- Estudo publicado no JAMA Network Open acompanhou 500 crianças saudáveis desde o nascimento até os 11 anos.
- bebês com pressão arterial mais alta nos primeiros dias apresentaram até 3,75 vezes mais chance de desenvolver hipertensão na idade escolar.
- a pressão tende a acompanhar a criança ao longo do crescimento, fenômeno chamado tracking.
- os pesquisadores identificaram três padrões de evolução da pressão: manutenção, aumento acelerado e redução, levando em conta IMC, peso ao nascer, idade gestacional e características maternas.
- o estudo ressalta que a hipertensão na infância é multifatorial e que intervenções precoces e mudanças de estilo de vida podem modificar a trajetória.
O que aconteceu: um estudo publicado em janeiro no JAMA Network Open acompanhou 500 crianças saudáveis desde o nascimento até os 11 anos para investigar a relação entre a pressão arterial nos primeiros dias de vida e o risco de hipertensão na infância.

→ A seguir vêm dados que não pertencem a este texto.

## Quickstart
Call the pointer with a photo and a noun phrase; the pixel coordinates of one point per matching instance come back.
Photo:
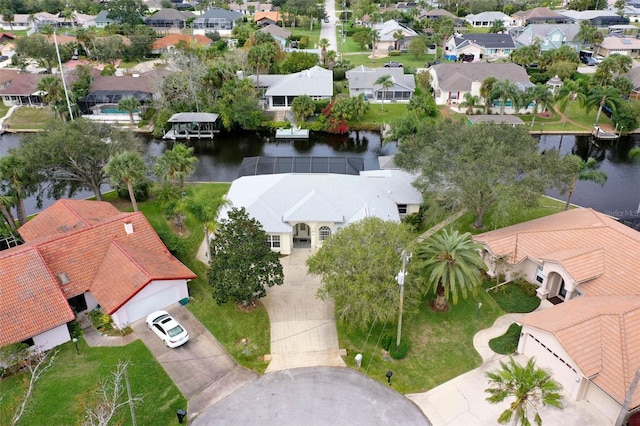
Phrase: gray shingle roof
(459, 75)
(488, 41)
(274, 200)
(365, 78)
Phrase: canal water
(220, 159)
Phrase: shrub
(386, 342)
(140, 191)
(174, 244)
(529, 289)
(100, 319)
(399, 351)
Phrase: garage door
(143, 307)
(546, 358)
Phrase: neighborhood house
(78, 255)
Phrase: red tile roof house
(82, 254)
(587, 263)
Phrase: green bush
(140, 191)
(386, 342)
(100, 319)
(174, 244)
(529, 289)
(508, 342)
(399, 351)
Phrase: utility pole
(126, 379)
(400, 279)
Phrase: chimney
(128, 228)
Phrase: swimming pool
(113, 109)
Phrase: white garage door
(143, 307)
(546, 358)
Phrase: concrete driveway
(303, 329)
(202, 369)
(314, 396)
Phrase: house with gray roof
(169, 20)
(481, 46)
(362, 80)
(486, 19)
(451, 81)
(278, 33)
(551, 36)
(216, 19)
(281, 90)
(597, 18)
(303, 210)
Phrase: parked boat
(600, 134)
(192, 125)
(292, 133)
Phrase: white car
(167, 329)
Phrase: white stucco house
(450, 81)
(281, 89)
(303, 210)
(82, 254)
(586, 263)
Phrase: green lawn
(228, 325)
(441, 344)
(508, 342)
(493, 220)
(30, 118)
(71, 381)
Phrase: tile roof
(602, 335)
(88, 242)
(460, 75)
(31, 301)
(173, 39)
(598, 252)
(23, 84)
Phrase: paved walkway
(303, 328)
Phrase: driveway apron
(303, 328)
(201, 368)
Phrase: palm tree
(129, 168)
(323, 43)
(529, 385)
(470, 102)
(129, 104)
(601, 96)
(485, 91)
(505, 91)
(176, 164)
(540, 95)
(569, 92)
(386, 81)
(374, 39)
(497, 27)
(582, 170)
(452, 266)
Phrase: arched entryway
(301, 236)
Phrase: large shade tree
(127, 168)
(451, 266)
(70, 156)
(242, 266)
(357, 266)
(528, 387)
(476, 167)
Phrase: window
(273, 241)
(325, 233)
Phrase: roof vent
(63, 278)
(128, 228)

A medição ocorreu em três momentos: nos primeiros três dias, aos 4–6 anos e aos 9–11 anos.
Quem está envolvido: a pesquisa faz parte da coorte ENVIRONAGE (Environmental Influence on Aging in Early Life) e envolve cientistas que acompanharam as crianças ao longo do tempo. Os resultados ajudam a entender a evolução da pressão arterial ao longo do crescimento.
Quando e onde: o estudo teve início no nascimento das crianças e acompanhou até os 11 anos, com publicação divulgada no início de 2020s. Não se trata de intervenção clínica, mas de observação da trajetória pressórica em uma população infantil saudável.
Risco elevado desde o nascimento
A principal conclusão é que bebês com pressão arterial mais alta ao nascer apresentam risco até 3,75 vezes maior de desenvolver hipertensão na idade escolar do que aqueles com valores normais. O fenômeno de manter valores mais altos ao longo do tempo é conhecido como tracking.
Padrões de evolução e fatores associados
Os pesquisadores identificaram três padrões de evolução da pressão arterial: a maior parte manteve um padrão estável, outro grupo apresentou elevação acelerada, e uma parcela reduziu os níveis. Mesmo crianças com pressão inicial baixa podem ter aumento rápido posteriormente.
Além de valores ao nascer, o estudo considerou IMC, peso ao nascer, idade gestacional e características maternas para entender a trajetória pressórica, que se mostra multifatorial. A constatação reforça a importância do monitoramento precoce.
Implicações clínicas e próximas etapas
Especialistas destacam que, embora a medição ao nascimento não seja rotina, o acompanhamento precoce pode ser relevante em crianças saudáveis. A avaliação inicial é feita pelo pediatra; casos persistentes devem ser encaminhados a cardiologia infantil para investigação adicional.
Relevância e perspectivas
O estudo reforça o papel da hipertensão como fator de risco modificável. Intervenções precoces, como controle de peso, alimentação equilibrada e prática de atividade física, podem modificar a trajetória pressórica ao longo da vida. A hipertensão permanece como uma das principais causas de morte global.